Son tantas las veces en que ese guión se traslada a las noticias de actualidad que cabría pensar en que el verdadero objetivo de la política, una vez que hablamos de las alturas de ésta, pasa por la locura. Las crónicas acerca del registro de la casa señorial del anterior presidente de esta comunidad autónoma estremecen por la retahíla de detalles que se han dado, detalles sobre joyas, sobre muebles, sobre objetos del deseo que se muestran tan lujosos como cutres. Salvando todas las distancias, cuando el demonio se deja bigotes desprende el mismo tufo de vergüenza ajena en Madrid, en Valencia o en Palma.

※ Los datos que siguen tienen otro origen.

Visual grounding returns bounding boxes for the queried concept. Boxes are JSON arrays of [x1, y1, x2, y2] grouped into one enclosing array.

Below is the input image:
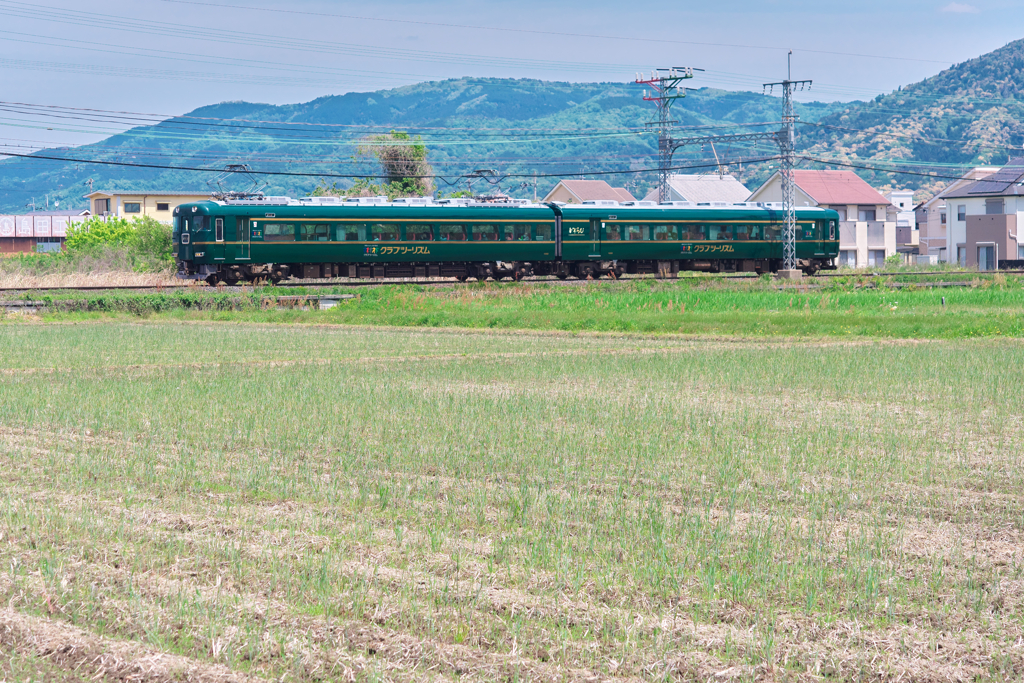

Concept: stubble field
[[0, 322, 1024, 681]]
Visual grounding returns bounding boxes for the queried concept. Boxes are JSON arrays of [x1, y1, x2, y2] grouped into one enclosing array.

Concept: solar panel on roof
[[968, 165, 1024, 195]]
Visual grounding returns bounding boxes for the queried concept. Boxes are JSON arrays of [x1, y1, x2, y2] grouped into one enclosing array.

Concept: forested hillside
[[0, 40, 1024, 211], [801, 40, 1024, 194], [0, 79, 838, 211]]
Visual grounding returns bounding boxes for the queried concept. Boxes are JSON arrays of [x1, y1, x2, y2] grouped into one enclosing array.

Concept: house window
[[978, 247, 995, 270], [985, 197, 1002, 216]]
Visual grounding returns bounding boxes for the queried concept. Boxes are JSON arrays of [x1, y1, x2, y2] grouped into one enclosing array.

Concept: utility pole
[[634, 67, 703, 202], [764, 50, 811, 271]]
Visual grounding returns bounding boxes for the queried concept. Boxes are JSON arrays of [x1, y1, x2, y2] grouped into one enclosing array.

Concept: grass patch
[[14, 275, 1024, 339], [0, 323, 1024, 681]]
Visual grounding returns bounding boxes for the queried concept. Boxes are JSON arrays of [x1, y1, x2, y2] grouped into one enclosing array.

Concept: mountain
[[800, 40, 1024, 194], [6, 40, 1024, 212], [0, 79, 839, 212]]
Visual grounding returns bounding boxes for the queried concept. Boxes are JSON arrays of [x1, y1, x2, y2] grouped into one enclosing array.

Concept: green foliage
[[65, 216, 135, 252], [65, 216, 173, 265]]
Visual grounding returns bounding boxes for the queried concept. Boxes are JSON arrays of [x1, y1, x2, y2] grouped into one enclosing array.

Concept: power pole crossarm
[[764, 50, 811, 270], [635, 67, 703, 202]]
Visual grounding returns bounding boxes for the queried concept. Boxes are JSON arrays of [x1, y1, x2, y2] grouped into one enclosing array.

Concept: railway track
[[0, 270, 1024, 294]]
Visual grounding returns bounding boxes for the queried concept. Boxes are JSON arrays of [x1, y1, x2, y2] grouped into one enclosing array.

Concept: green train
[[173, 198, 839, 285]]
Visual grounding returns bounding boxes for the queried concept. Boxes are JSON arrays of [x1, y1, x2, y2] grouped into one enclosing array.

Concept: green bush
[[65, 216, 174, 265]]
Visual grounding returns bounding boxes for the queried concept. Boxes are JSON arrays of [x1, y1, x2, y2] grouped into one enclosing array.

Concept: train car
[[173, 198, 839, 285]]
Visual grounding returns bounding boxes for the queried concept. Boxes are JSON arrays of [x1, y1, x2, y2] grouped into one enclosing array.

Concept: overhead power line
[[0, 152, 778, 179], [151, 0, 950, 65]]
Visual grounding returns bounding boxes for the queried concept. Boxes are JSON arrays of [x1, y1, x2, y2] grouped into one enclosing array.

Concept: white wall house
[[914, 166, 999, 263], [945, 158, 1024, 270], [748, 170, 896, 267], [886, 189, 921, 262]]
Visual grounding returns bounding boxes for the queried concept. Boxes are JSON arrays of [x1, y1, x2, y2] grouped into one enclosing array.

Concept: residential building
[[914, 166, 999, 262], [945, 157, 1024, 270], [748, 170, 896, 267], [0, 210, 89, 254], [886, 189, 921, 263], [85, 189, 212, 223], [544, 180, 636, 204], [643, 174, 751, 204]]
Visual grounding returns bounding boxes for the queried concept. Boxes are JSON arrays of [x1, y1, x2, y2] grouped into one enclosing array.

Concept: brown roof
[[793, 170, 890, 205], [946, 157, 1024, 199], [561, 180, 633, 202]]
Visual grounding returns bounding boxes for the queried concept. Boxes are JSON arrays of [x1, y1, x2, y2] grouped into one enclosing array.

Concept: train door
[[210, 218, 224, 261], [562, 218, 593, 261], [236, 218, 250, 261]]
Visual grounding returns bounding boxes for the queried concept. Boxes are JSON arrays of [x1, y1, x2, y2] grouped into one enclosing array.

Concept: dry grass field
[[0, 322, 1024, 683]]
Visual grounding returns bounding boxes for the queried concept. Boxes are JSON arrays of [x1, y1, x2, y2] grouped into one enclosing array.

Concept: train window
[[338, 223, 367, 242], [299, 223, 331, 242], [682, 223, 705, 240], [263, 223, 295, 242], [624, 225, 650, 242], [370, 223, 401, 242], [473, 224, 498, 242], [406, 223, 434, 242], [440, 223, 466, 242], [502, 223, 529, 242], [705, 225, 732, 242], [654, 225, 679, 242]]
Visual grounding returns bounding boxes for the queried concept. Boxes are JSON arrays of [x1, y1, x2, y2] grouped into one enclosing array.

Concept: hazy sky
[[0, 0, 1024, 147]]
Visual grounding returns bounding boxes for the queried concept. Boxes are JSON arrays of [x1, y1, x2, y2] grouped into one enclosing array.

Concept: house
[[544, 180, 636, 204], [0, 210, 89, 254], [748, 170, 896, 267], [944, 157, 1024, 270], [886, 189, 921, 262], [914, 166, 999, 262], [643, 174, 751, 204], [85, 189, 212, 223]]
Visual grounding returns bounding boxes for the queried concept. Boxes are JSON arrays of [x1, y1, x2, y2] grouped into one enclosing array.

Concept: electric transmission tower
[[635, 67, 703, 202], [764, 50, 811, 270]]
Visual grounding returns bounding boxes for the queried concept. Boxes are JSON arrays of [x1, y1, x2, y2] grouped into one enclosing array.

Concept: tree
[[312, 130, 434, 200]]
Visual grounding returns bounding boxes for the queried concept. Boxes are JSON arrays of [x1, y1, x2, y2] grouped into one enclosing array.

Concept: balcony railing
[[867, 220, 886, 249], [896, 225, 921, 247]]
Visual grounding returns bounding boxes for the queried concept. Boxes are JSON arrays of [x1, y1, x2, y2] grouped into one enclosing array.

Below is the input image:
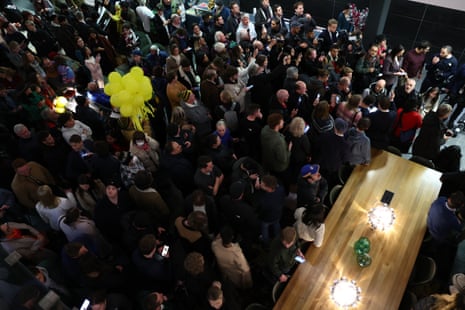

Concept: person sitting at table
[[346, 117, 371, 165], [427, 191, 465, 282], [297, 165, 328, 208], [427, 191, 465, 244], [267, 227, 304, 283], [294, 203, 326, 248]]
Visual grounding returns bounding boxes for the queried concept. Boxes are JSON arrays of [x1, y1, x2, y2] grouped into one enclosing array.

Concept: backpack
[[219, 102, 239, 132]]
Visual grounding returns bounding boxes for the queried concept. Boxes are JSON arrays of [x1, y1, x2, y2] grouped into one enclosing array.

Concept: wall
[[241, 0, 465, 62]]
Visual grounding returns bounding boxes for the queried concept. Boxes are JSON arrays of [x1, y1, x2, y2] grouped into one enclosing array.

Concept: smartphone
[[304, 125, 310, 133], [161, 245, 170, 257], [381, 190, 394, 205], [79, 299, 90, 310]]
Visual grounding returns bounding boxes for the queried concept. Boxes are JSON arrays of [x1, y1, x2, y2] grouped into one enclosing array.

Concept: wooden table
[[274, 151, 441, 310]]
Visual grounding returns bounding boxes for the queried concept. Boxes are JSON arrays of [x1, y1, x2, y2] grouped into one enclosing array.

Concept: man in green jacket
[[267, 226, 305, 282]]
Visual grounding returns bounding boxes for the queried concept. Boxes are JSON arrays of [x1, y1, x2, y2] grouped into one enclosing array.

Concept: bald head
[[276, 89, 289, 103]]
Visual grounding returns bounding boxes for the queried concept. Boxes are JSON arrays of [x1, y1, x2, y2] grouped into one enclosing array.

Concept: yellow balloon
[[141, 87, 152, 101], [129, 66, 144, 78], [110, 93, 123, 108], [108, 71, 121, 83], [103, 83, 115, 96], [119, 89, 133, 106], [122, 73, 139, 93], [132, 94, 144, 109], [119, 104, 134, 117]]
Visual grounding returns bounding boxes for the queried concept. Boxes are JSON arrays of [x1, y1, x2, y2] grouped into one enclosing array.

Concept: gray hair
[[286, 66, 299, 79]]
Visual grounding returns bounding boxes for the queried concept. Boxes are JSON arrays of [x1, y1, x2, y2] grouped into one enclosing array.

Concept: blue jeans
[[262, 219, 281, 243]]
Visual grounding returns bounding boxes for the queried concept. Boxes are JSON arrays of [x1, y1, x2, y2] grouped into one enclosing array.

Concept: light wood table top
[[274, 151, 441, 310]]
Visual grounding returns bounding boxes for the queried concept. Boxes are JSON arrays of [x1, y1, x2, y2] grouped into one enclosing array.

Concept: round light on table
[[331, 277, 361, 308], [368, 204, 396, 231]]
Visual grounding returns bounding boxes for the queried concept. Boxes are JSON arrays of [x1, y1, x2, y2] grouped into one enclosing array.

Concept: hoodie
[[346, 128, 371, 165]]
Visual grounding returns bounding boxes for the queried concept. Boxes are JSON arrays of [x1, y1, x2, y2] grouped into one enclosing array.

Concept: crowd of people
[[0, 0, 465, 310]]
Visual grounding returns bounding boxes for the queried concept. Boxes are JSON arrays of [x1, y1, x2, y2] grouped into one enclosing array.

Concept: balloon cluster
[[53, 96, 68, 114], [354, 237, 371, 267], [104, 67, 153, 130], [349, 3, 370, 31]]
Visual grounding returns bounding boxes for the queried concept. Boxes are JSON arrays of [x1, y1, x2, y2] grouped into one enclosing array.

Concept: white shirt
[[136, 5, 155, 32], [36, 192, 76, 231], [61, 120, 92, 144], [236, 21, 257, 42]]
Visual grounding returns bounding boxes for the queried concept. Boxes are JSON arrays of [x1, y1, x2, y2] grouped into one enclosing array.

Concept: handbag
[[399, 128, 417, 143]]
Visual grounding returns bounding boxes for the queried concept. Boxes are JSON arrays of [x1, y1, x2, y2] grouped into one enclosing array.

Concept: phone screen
[[161, 245, 170, 257], [79, 299, 90, 310]]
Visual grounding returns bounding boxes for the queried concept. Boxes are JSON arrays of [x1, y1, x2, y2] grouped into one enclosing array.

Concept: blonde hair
[[37, 185, 60, 209], [430, 293, 464, 310], [289, 117, 305, 138]]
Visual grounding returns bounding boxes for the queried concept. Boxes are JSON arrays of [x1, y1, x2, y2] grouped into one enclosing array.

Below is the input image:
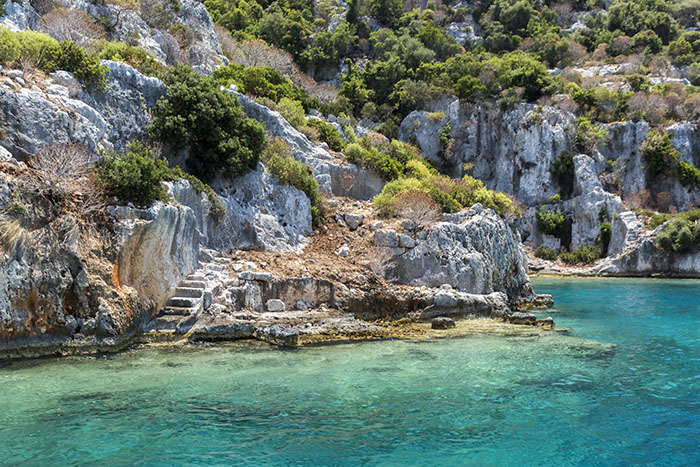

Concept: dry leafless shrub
[[0, 218, 28, 254], [38, 8, 106, 46], [367, 246, 396, 279], [392, 190, 440, 229]]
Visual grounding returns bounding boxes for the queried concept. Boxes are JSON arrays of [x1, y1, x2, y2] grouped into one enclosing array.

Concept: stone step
[[175, 286, 204, 298], [187, 271, 206, 281], [168, 296, 200, 308], [163, 306, 197, 317]]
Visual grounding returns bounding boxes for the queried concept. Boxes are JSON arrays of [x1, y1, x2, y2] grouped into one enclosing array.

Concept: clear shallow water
[[0, 279, 700, 465]]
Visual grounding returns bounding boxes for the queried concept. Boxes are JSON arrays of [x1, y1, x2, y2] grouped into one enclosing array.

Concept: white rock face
[[590, 226, 700, 277], [210, 164, 313, 251], [608, 211, 644, 257], [392, 209, 532, 302], [0, 0, 39, 32]]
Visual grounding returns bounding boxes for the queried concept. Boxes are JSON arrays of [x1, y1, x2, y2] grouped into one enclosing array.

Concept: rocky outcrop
[[238, 90, 384, 199], [400, 100, 574, 206], [209, 164, 313, 251], [0, 160, 219, 354], [608, 211, 644, 258], [400, 100, 700, 262], [0, 61, 166, 157], [587, 226, 700, 277], [374, 205, 533, 303]]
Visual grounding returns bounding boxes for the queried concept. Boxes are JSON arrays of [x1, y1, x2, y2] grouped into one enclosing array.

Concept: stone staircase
[[148, 250, 231, 331]]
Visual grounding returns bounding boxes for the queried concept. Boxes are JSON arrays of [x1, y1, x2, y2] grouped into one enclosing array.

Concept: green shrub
[[306, 118, 343, 152], [370, 177, 426, 216], [641, 129, 679, 177], [678, 161, 700, 188], [534, 245, 557, 261], [0, 27, 107, 88], [274, 97, 306, 129], [212, 64, 309, 103], [263, 138, 326, 226], [559, 245, 602, 264], [549, 152, 574, 198], [39, 41, 107, 88], [97, 141, 169, 206], [535, 206, 566, 235], [148, 65, 265, 181]]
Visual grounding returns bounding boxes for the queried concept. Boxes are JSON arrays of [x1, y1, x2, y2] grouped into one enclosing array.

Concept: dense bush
[[559, 245, 602, 264], [149, 65, 265, 180], [534, 245, 557, 261], [212, 64, 309, 103], [93, 40, 166, 78], [641, 129, 679, 177], [264, 138, 326, 225], [535, 206, 566, 235], [97, 141, 169, 205], [678, 161, 700, 188], [596, 222, 612, 256]]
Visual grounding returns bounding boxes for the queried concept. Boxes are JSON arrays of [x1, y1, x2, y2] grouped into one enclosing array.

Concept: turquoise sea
[[0, 278, 700, 466]]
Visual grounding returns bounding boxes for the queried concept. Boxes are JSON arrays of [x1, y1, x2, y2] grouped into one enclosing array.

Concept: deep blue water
[[0, 278, 700, 466]]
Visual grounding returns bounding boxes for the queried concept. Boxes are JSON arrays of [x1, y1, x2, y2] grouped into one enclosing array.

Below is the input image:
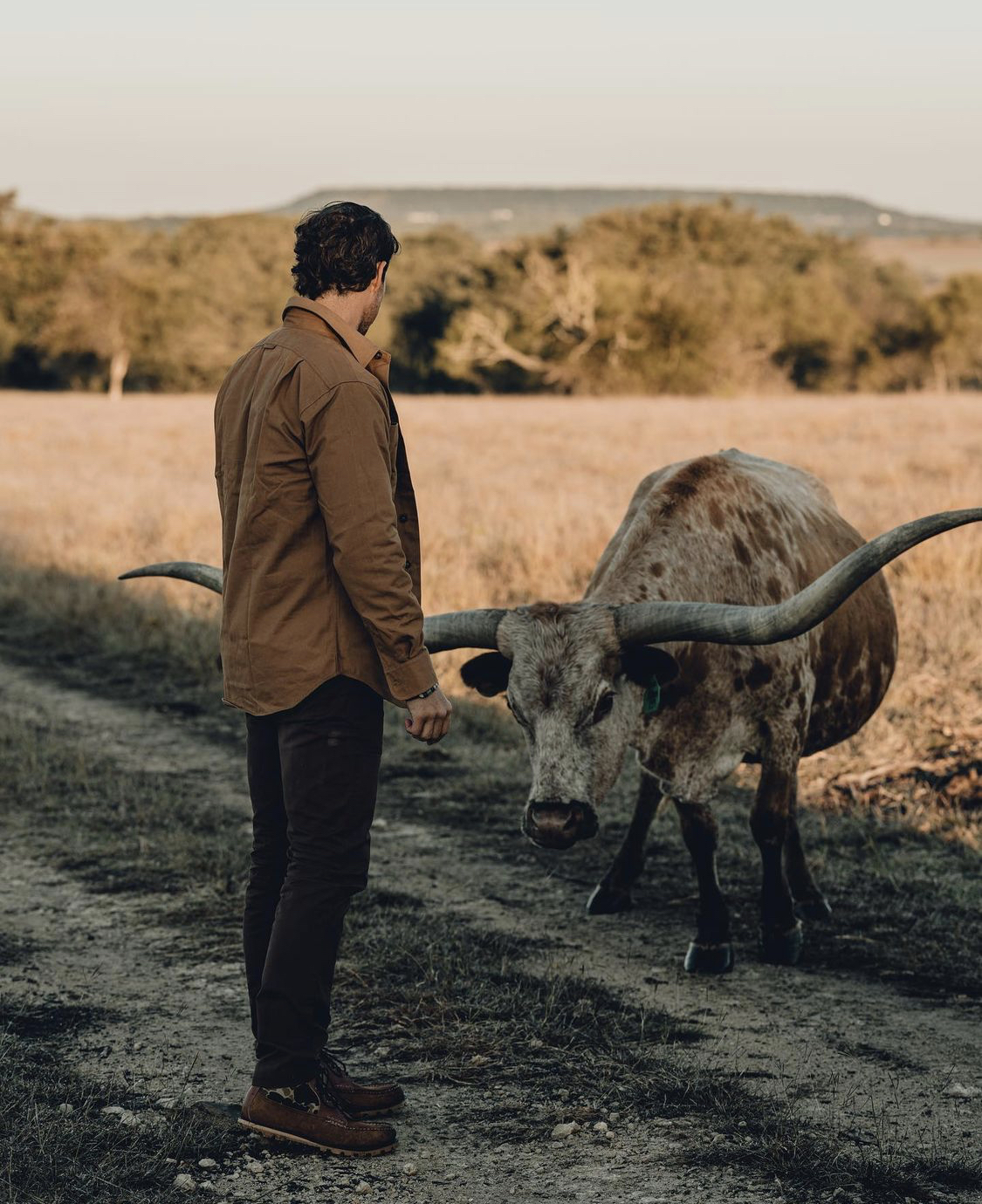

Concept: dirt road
[[0, 663, 982, 1204]]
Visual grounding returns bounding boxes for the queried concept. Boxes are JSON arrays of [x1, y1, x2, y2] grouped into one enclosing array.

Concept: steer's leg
[[675, 798, 732, 974], [751, 757, 802, 966], [587, 770, 662, 915], [785, 774, 831, 920]]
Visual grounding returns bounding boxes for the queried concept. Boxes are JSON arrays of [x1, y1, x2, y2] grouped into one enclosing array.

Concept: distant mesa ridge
[[266, 186, 982, 240]]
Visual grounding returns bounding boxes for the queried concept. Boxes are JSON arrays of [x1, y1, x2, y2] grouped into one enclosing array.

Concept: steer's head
[[460, 602, 678, 849], [121, 508, 982, 849]]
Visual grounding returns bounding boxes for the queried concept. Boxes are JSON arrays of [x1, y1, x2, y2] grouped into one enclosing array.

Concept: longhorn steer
[[124, 449, 982, 972]]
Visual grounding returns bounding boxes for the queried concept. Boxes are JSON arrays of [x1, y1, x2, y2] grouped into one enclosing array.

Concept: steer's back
[[584, 449, 896, 753]]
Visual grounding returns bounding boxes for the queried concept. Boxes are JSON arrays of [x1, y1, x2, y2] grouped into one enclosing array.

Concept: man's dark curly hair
[[292, 201, 399, 298]]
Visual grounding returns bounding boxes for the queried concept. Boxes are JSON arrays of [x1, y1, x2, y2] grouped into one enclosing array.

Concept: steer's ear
[[460, 653, 511, 698], [621, 644, 678, 685]]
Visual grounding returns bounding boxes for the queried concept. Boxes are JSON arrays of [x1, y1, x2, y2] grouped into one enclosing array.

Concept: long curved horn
[[120, 560, 505, 653], [118, 560, 222, 593], [615, 508, 982, 644], [423, 608, 507, 653]]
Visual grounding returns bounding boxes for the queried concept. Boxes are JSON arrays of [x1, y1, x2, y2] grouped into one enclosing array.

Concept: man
[[215, 201, 450, 1154]]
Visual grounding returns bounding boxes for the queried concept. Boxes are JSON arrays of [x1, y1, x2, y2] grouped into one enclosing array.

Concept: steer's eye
[[593, 690, 614, 723]]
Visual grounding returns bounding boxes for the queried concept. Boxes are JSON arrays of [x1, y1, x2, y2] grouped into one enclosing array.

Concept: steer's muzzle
[[522, 801, 600, 849]]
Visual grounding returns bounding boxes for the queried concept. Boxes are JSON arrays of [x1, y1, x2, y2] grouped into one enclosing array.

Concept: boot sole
[[351, 1099, 406, 1121], [238, 1116, 399, 1159]]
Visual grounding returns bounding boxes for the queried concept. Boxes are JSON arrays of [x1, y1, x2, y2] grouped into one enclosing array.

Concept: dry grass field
[[0, 393, 982, 838], [862, 238, 982, 289], [0, 393, 982, 1204]]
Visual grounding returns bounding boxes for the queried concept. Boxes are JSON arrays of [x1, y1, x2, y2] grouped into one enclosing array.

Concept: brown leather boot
[[238, 1078, 396, 1157], [318, 1050, 406, 1118]]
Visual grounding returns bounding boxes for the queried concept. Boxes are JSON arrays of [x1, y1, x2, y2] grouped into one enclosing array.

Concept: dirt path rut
[[0, 662, 982, 1204]]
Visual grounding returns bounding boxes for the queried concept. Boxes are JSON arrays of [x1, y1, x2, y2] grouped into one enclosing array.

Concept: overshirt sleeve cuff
[[383, 647, 436, 702]]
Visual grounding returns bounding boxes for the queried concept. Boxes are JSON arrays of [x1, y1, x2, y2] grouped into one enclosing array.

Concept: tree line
[[0, 194, 982, 396]]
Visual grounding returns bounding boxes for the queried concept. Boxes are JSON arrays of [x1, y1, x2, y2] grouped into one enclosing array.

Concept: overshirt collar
[[283, 296, 388, 368]]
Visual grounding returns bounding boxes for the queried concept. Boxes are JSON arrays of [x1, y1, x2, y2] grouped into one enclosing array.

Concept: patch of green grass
[[0, 1003, 244, 1204], [0, 715, 247, 893]]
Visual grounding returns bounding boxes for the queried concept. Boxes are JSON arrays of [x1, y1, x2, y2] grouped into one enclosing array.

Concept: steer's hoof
[[794, 894, 831, 922], [685, 941, 732, 974], [760, 920, 805, 966], [587, 883, 634, 915]]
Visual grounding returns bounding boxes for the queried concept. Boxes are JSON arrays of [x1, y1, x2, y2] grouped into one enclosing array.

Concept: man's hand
[[405, 688, 453, 744]]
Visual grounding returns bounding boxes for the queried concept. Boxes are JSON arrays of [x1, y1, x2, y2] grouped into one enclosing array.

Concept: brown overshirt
[[215, 296, 436, 715]]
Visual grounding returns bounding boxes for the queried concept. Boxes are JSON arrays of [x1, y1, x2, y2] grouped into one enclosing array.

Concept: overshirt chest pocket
[[389, 422, 399, 494]]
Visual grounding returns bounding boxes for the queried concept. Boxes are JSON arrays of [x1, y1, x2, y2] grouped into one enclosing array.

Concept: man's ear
[[621, 644, 678, 685], [460, 653, 511, 698]]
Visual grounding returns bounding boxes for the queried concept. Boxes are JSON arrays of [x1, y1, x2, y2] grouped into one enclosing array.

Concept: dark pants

Pero no nos engañemos: semejantes actas de vida, esas aspiraciones, no son ni necesarias, ni inevitables. La política, desde los tiempos vetustos de Aristóteles, es otra cosa. ¿Bastará un ejemplo, como el de un solo virtuoso en Gomorra, para salvarla? Martii Ahtisaari, premio Nobel de la paz y ex presidente de Finlandia, niega tener la tentación de presidir la nueva Europa. Sólo aspira a retirarse de forma airosa. Lo que sucede es que, para lograr semejante objetivo de raíces estoicas, es preciso haber vivido de forma acorde. Los protagonistas de la política española de hoy se darían con un canto en los dientes por salir airosos del trance. Pero ya es tarde. Tendrían que haber sabido antes, al ver al demonio luciendo mostachos, echarse a temblar.